March 22, 2025
BANGOR DAILY NEWS (BANGOR, MAINE

Fairfield gets closer to replacing bridges > State promises work by 2002

FAIRFIELD — Fairfield officials received notification Tuesday from the state Department of Transportation that the three antiquated metal bridges spanning the Kennebec River from Fairfield to Benton will be replaced no later than 2002.

Community leaders had originally believed they would have to wait at least 10 years for replacement.

“There will be no more waiting at the light in Benton at 5 p.m. for the 6 p.m. crossing,” joked Clyde Dyar, Fairfield’s economic director.

“We are pretty excited,” said Town Manager Terry York. “Our state representative, Paul Tessier, lobbied hard for us, and the work on these bridges is long overdue.”

Rebuilding the bridges is key to economic development in Fairfield, said Dyar on Tuesday morning. “This construction is going to be extremely important for the whole area, Fairfield, Benton, Unity,” he said. “It will be part of an east-west route all the way to the coast.”

Widening Fairfield’s Main Street to allow for a better traffic flow will be part of the reconstruction, and Dyar said DOT has not determined whether the three bridges will be individually replaced or a single span will be constructed.

State Transportation Commissioner John Melrose told Dyar that a 1997 feasibility study of the bridge replacement was recently completed, and the $10.9 million project is recommended to begin almost immediately with preliminary engineering. Substructure strengthening efforts for the worst units will begin this year.

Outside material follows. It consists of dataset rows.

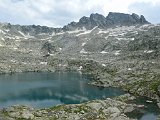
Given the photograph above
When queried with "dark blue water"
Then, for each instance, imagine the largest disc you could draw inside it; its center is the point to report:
(41, 90)
(48, 89)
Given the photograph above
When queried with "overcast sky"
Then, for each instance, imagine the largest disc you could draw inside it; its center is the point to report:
(57, 13)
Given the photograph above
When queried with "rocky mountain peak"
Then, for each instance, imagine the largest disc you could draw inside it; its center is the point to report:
(113, 19)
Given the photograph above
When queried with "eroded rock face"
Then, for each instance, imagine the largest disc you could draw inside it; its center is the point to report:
(113, 19)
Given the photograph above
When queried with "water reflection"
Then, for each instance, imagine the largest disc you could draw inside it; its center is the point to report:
(49, 89)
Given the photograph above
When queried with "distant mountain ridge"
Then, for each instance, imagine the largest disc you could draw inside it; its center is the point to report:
(113, 19)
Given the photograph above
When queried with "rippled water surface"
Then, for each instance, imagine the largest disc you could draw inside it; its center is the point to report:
(41, 90)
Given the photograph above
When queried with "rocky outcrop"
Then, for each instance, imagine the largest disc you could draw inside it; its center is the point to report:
(112, 20)
(108, 109)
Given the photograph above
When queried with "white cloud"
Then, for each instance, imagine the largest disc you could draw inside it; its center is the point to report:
(60, 12)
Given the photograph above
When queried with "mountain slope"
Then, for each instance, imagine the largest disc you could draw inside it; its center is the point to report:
(119, 50)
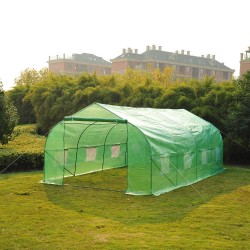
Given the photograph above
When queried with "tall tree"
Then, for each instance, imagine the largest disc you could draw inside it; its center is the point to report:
(8, 117)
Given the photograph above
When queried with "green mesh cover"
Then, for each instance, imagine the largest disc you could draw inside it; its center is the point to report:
(163, 148)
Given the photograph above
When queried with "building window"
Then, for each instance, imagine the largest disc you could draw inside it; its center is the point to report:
(208, 72)
(225, 75)
(182, 70)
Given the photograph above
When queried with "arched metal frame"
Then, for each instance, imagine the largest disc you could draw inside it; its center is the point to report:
(95, 120)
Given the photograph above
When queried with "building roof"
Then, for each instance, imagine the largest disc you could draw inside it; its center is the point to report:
(91, 59)
(173, 58)
(81, 58)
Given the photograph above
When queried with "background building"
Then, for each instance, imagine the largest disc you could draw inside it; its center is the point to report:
(185, 65)
(79, 63)
(245, 62)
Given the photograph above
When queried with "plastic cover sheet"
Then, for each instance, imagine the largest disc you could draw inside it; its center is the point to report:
(164, 149)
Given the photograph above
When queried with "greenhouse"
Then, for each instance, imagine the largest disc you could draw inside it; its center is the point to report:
(163, 149)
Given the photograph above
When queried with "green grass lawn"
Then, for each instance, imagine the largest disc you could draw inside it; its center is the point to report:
(87, 214)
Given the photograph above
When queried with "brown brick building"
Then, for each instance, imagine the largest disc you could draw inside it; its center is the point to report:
(79, 63)
(185, 65)
(245, 62)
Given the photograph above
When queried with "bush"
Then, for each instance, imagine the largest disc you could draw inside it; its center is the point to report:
(24, 152)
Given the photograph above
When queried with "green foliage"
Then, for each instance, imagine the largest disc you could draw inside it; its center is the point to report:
(8, 117)
(37, 216)
(24, 108)
(24, 152)
(225, 104)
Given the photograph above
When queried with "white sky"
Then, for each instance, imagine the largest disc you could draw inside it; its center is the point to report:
(33, 30)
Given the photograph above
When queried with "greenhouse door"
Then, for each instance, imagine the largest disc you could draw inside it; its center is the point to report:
(98, 145)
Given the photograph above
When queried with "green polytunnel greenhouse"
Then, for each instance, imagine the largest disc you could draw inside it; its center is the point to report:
(163, 149)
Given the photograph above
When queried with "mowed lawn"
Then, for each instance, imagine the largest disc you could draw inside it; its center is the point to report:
(93, 212)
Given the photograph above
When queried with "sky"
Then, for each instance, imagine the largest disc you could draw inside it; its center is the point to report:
(33, 30)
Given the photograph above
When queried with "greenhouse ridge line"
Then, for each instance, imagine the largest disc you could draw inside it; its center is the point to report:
(2, 171)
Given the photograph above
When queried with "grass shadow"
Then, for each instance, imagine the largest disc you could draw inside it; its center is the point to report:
(91, 195)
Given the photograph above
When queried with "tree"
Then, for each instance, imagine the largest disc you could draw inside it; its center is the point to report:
(238, 121)
(31, 76)
(8, 117)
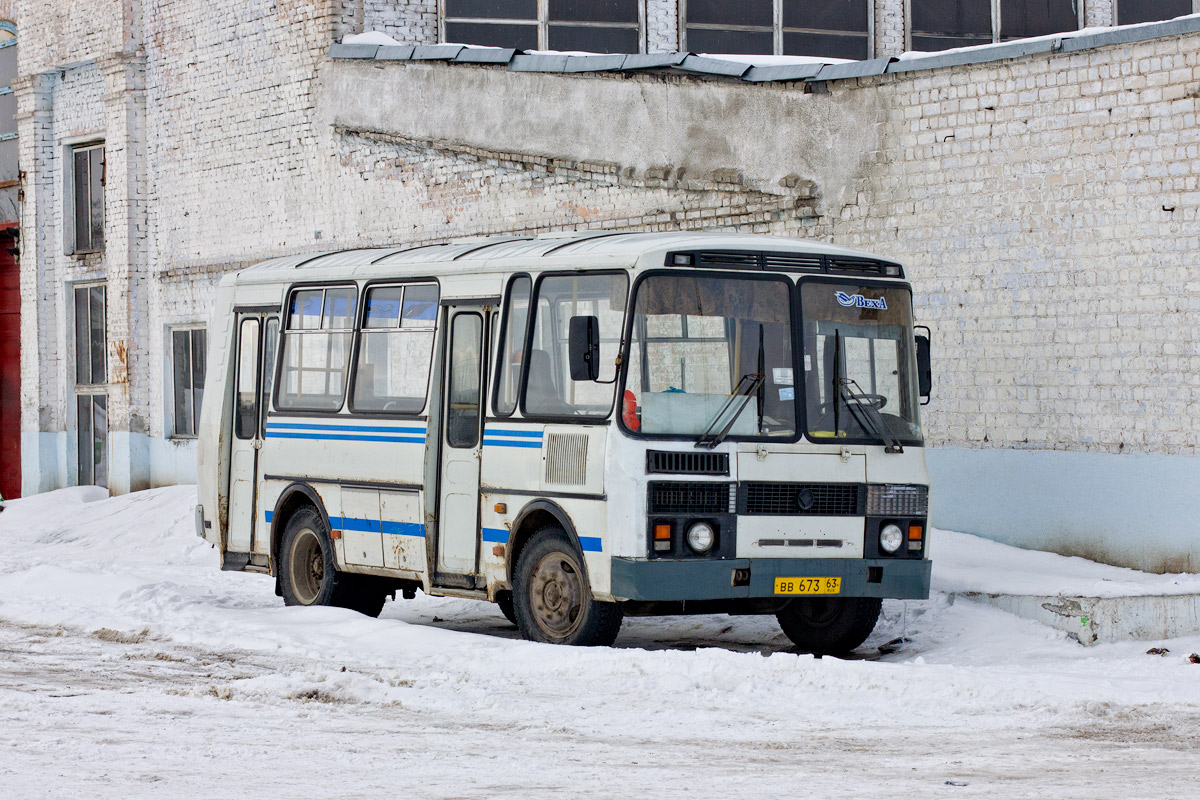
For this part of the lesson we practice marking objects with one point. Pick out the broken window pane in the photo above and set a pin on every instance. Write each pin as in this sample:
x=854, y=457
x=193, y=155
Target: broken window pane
x=522, y=37
x=594, y=11
x=831, y=14
x=945, y=24
x=1021, y=18
x=829, y=46
x=731, y=41
x=593, y=38
x=1146, y=11
x=721, y=12
x=492, y=8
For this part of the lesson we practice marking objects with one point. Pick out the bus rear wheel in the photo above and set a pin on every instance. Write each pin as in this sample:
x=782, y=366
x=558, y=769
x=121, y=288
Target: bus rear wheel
x=307, y=576
x=829, y=625
x=552, y=600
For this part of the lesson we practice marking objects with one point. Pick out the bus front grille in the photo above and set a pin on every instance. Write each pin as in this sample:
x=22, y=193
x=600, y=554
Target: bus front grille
x=803, y=499
x=690, y=498
x=687, y=463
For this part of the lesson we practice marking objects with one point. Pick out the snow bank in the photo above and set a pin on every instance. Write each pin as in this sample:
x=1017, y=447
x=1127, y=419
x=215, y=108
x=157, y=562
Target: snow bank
x=964, y=563
x=133, y=565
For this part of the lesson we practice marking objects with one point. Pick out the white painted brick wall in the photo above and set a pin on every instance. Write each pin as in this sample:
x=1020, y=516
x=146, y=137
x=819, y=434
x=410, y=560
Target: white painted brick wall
x=1030, y=199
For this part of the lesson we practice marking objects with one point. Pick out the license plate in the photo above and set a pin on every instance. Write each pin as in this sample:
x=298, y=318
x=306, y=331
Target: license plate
x=808, y=585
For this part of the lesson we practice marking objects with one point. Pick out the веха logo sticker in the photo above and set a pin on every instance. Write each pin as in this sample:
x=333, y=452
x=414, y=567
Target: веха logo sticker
x=859, y=301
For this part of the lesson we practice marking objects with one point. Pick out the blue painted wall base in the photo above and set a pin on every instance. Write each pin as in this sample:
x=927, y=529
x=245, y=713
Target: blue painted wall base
x=1128, y=510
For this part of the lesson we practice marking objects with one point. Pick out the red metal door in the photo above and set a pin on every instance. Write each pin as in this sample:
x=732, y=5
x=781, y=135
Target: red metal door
x=10, y=366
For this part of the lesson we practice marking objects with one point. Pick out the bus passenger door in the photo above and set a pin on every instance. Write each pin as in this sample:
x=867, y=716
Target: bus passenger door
x=461, y=441
x=247, y=427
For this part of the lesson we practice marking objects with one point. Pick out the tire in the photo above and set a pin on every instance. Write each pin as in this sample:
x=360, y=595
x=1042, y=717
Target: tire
x=829, y=625
x=307, y=576
x=551, y=596
x=504, y=602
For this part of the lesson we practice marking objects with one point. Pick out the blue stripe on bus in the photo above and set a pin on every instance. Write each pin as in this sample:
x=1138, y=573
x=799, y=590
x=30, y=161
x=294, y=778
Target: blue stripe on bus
x=377, y=527
x=496, y=535
x=507, y=443
x=369, y=525
x=499, y=535
x=299, y=426
x=419, y=440
x=503, y=432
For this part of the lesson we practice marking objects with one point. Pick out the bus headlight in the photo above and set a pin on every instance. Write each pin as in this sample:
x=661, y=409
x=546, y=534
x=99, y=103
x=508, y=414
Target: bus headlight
x=701, y=536
x=891, y=537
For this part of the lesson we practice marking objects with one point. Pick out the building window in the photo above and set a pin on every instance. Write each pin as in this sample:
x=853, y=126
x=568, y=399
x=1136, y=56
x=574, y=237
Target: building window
x=946, y=24
x=837, y=29
x=591, y=25
x=91, y=398
x=1131, y=12
x=85, y=198
x=187, y=379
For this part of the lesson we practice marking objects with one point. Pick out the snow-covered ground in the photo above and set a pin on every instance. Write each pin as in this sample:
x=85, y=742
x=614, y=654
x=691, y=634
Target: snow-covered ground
x=130, y=666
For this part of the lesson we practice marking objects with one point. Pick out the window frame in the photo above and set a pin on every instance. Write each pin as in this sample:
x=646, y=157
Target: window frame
x=360, y=326
x=777, y=28
x=190, y=329
x=996, y=24
x=534, y=299
x=543, y=23
x=502, y=342
x=793, y=299
x=1116, y=12
x=802, y=386
x=277, y=384
x=89, y=390
x=70, y=220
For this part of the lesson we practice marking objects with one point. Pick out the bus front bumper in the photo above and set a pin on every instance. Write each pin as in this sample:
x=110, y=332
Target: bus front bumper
x=719, y=579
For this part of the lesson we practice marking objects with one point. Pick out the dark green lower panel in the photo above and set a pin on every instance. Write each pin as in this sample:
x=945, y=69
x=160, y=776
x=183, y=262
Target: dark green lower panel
x=663, y=579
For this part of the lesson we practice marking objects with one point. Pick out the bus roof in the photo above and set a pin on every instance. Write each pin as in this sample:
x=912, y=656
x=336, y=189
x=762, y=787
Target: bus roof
x=513, y=252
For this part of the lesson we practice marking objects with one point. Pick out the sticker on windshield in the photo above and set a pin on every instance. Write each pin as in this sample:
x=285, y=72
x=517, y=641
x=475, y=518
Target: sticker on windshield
x=859, y=301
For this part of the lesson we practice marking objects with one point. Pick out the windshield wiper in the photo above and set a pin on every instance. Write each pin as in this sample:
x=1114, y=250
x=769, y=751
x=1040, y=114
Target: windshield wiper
x=747, y=389
x=868, y=415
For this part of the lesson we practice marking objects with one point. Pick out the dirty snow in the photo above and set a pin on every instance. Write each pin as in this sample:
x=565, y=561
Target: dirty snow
x=135, y=667
x=971, y=564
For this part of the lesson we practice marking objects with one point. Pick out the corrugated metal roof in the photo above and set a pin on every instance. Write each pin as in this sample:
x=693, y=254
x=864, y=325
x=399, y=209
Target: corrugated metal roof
x=743, y=70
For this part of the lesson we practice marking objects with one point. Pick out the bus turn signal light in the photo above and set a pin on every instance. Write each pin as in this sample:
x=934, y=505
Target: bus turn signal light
x=663, y=536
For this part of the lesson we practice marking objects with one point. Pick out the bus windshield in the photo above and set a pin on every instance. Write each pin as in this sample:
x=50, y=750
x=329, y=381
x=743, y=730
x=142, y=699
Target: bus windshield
x=859, y=365
x=699, y=338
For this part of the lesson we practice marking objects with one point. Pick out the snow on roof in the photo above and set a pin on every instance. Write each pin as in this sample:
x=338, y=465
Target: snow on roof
x=755, y=68
x=621, y=246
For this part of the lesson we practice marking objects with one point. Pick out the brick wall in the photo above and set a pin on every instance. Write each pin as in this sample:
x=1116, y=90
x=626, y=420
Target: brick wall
x=1047, y=205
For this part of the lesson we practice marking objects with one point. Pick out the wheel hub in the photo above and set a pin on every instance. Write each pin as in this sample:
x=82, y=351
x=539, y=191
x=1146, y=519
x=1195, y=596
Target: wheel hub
x=557, y=595
x=307, y=566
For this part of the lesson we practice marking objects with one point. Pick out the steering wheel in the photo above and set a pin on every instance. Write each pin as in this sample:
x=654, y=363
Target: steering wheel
x=874, y=401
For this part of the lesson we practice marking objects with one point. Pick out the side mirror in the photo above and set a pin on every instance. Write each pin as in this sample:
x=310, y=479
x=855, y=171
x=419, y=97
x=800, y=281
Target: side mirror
x=583, y=348
x=924, y=368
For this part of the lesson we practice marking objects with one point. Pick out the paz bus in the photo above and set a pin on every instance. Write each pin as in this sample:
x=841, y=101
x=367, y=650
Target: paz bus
x=577, y=427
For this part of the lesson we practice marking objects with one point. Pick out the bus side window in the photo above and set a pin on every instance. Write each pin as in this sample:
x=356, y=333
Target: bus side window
x=246, y=413
x=516, y=324
x=316, y=349
x=270, y=342
x=395, y=349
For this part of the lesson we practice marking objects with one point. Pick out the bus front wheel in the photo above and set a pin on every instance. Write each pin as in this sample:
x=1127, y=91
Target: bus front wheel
x=307, y=576
x=552, y=600
x=829, y=625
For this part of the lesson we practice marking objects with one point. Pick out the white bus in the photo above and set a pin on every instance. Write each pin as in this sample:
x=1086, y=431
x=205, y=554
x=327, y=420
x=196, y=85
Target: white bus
x=576, y=427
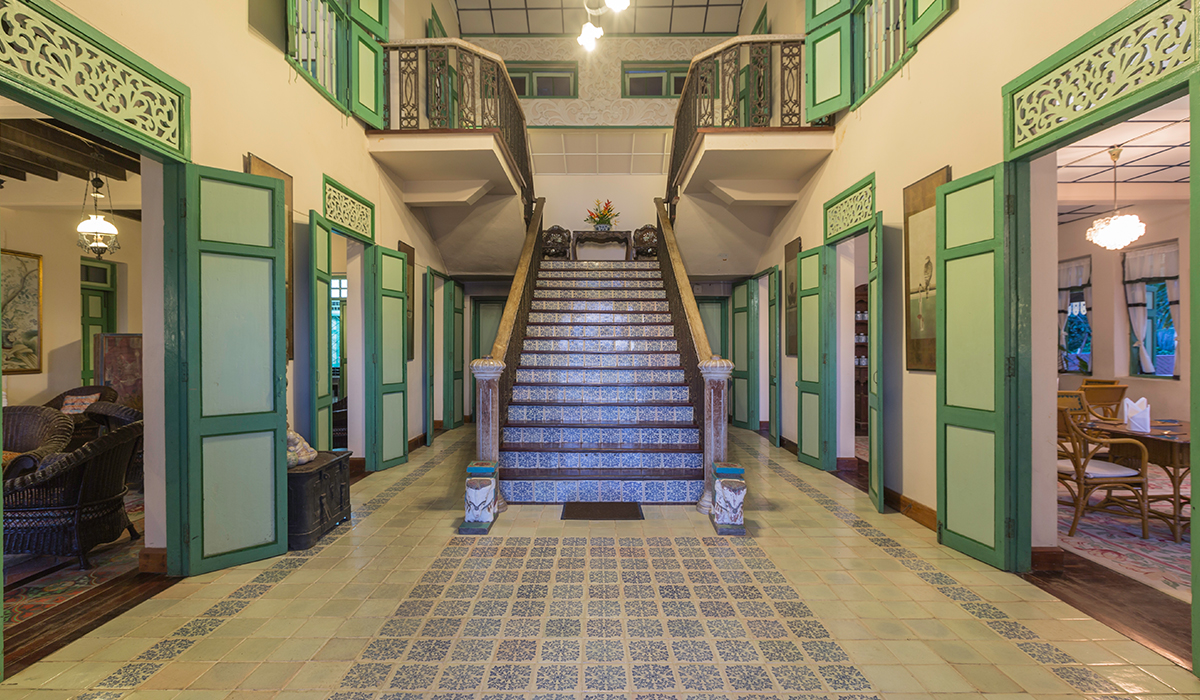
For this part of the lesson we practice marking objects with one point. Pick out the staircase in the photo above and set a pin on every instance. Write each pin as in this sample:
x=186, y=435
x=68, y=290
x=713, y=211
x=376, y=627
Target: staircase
x=600, y=407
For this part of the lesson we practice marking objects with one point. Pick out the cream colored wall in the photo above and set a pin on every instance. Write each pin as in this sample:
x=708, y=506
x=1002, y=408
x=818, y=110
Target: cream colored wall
x=569, y=197
x=940, y=109
x=51, y=234
x=1110, y=317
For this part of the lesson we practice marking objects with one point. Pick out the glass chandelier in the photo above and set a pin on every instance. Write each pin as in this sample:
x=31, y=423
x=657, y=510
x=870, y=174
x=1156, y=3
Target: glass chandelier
x=1119, y=229
x=97, y=235
x=591, y=33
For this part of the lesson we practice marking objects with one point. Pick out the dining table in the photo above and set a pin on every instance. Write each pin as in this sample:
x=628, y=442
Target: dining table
x=1169, y=446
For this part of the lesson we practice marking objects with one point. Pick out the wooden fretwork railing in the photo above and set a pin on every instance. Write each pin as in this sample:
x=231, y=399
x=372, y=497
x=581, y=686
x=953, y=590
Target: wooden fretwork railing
x=707, y=374
x=496, y=372
x=442, y=84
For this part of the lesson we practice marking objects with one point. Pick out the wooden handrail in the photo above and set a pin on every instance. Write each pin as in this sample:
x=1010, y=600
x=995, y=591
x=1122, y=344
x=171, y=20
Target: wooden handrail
x=513, y=306
x=699, y=335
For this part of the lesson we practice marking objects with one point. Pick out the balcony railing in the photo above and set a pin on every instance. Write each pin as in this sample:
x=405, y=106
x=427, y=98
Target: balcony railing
x=447, y=84
x=754, y=81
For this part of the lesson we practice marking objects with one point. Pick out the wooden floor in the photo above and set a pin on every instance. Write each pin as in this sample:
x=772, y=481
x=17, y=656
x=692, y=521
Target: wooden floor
x=1132, y=608
x=28, y=641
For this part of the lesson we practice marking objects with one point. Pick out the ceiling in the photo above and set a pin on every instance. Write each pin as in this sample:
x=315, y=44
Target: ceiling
x=607, y=151
x=558, y=17
x=1156, y=159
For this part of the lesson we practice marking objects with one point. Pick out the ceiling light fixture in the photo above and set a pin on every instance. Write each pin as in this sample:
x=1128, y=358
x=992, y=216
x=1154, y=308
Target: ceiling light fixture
x=97, y=235
x=589, y=33
x=1120, y=229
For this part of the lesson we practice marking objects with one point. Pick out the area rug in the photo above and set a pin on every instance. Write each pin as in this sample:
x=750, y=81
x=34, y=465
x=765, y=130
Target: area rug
x=52, y=581
x=1115, y=542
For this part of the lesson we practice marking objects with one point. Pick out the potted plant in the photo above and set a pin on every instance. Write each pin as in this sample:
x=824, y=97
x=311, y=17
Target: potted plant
x=603, y=216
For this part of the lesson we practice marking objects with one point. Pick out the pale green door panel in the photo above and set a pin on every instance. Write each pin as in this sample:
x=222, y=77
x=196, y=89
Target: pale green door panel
x=744, y=381
x=875, y=363
x=975, y=488
x=814, y=414
x=321, y=315
x=391, y=370
x=828, y=70
x=227, y=442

Dyar said 14,000 vehicles cross the three metal bridges daily. “That figure hasn’t grown in the last few years, and we suspect it is because people are finding alternative routes,” he said. “Our preliminary projections indicate that the economic growth to the area over the next 10 years will equal the cost of the bridge replacement.”

In addition, said Dyar, the bridge replacement will mesh with the town’s current downtown revitalization plans.

The town submitted an application in February for a Quality Main Street grant to leverage $400,000 in state money to redo the downtown area. Towns receiving QMS grants will be notified by the end of March.

If Fairfield is chosen, Dyar said, the QMS plan could be activitated as soon as approved and put out to bid by the end of September.